Configure Keys for the Reporting-Remote Storage Pair

After you configure and validate non-interactive authentication from each collection server to the reporting server, you configure and validate non-interactive authentication from the reporting server to the remote storage server.

For the example scenario, configuration begins with generating a new RSA key pair on the reporting server, ELM-RPT, and copying the public key as authorized_keys to the /tmp directory of the remote storage server, RSS.

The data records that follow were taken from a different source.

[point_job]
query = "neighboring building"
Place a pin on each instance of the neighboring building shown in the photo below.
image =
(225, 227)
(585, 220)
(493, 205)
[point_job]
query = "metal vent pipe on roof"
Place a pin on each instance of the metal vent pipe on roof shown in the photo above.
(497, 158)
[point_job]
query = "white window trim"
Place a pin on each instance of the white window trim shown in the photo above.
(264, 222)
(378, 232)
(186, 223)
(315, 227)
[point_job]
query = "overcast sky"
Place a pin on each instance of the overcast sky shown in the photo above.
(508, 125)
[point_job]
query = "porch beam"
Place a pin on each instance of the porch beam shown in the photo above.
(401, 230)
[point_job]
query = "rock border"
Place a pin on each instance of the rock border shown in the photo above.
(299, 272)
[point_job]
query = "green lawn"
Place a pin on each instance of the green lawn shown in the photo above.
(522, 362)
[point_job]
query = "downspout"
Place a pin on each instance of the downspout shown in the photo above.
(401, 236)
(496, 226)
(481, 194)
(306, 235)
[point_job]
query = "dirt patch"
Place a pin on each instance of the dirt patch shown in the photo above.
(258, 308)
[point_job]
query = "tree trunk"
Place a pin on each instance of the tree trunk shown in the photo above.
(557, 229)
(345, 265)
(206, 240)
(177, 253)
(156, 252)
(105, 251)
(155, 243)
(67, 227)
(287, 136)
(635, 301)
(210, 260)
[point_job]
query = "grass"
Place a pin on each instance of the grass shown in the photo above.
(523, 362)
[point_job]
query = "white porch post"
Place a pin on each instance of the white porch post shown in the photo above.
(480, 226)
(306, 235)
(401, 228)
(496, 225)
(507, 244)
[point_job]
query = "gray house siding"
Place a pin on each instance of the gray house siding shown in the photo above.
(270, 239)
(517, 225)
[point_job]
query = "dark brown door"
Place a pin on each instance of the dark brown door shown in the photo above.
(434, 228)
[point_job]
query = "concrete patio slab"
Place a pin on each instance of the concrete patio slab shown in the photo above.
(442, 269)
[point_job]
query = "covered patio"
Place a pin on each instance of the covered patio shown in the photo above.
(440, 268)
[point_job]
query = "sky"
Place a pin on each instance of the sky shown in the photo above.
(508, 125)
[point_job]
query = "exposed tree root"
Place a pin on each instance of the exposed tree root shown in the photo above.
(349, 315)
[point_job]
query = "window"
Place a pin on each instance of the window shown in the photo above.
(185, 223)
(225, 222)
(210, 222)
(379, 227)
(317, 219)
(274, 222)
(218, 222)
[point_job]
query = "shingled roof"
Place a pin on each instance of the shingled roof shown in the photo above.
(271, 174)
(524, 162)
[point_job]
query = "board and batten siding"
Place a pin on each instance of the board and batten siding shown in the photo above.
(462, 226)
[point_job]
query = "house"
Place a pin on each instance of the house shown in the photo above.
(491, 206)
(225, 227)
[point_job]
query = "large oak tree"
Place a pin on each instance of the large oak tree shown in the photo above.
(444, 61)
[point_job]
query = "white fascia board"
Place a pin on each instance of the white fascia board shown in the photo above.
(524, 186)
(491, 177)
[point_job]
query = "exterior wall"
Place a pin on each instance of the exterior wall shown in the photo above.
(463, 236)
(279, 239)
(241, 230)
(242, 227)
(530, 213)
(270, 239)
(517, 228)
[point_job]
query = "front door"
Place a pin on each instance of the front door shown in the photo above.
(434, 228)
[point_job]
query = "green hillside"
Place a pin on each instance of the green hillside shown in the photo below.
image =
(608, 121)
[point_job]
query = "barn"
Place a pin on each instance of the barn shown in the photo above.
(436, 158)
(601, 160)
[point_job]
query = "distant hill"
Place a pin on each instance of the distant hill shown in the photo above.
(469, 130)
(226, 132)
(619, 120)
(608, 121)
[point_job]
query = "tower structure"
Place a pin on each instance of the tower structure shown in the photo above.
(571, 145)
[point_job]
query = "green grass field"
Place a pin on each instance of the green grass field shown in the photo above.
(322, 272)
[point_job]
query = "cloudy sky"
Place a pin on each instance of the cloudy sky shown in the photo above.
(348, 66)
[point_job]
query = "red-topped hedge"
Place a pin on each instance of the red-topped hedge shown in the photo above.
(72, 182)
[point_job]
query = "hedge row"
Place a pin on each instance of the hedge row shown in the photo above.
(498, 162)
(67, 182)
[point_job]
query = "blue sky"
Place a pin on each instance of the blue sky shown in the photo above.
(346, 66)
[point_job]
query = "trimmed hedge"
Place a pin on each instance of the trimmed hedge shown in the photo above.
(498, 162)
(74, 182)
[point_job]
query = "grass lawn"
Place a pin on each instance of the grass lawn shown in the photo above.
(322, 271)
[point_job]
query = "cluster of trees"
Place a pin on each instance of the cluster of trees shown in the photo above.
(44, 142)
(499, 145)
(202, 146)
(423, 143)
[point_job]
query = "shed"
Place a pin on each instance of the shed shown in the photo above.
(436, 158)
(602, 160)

To generate an RSA key pair on the reporting server and copy it to the remote storage server

1. Log into the reporting server as caelmadmin.
2. Switch users to root.
3. Switch users to the caelmservice account.

   su - caelmservice
   

4. Generate the RSA key pair using the following command:

   ssh-keygen -t rsa
   

5. Press Enter to accept the default when each of the following prompts appears:
   • Enter file in which to save the key (/opt/CA/LogManager/.ssh/id_rsa):
   • Enter passphrase (empty for no passphrase):
   • Enter same passphrase again:
6. Change directories to opt/CA/LogManager.
7. Change the permissions of the .ssh directory using the following command:

   chmod 755 .ssh
   

8. Navigate to the .ssh folder.
9. Copy the id_rsa.pub file to RSS, the destination remote storage server, using the following command:

   scp id_rsa.pub caelmadmin@RSS:/tmp/authorized_keys
   

   This creates the authorized_keys file in the /tmp directory on the remote storage server with the content of the public key.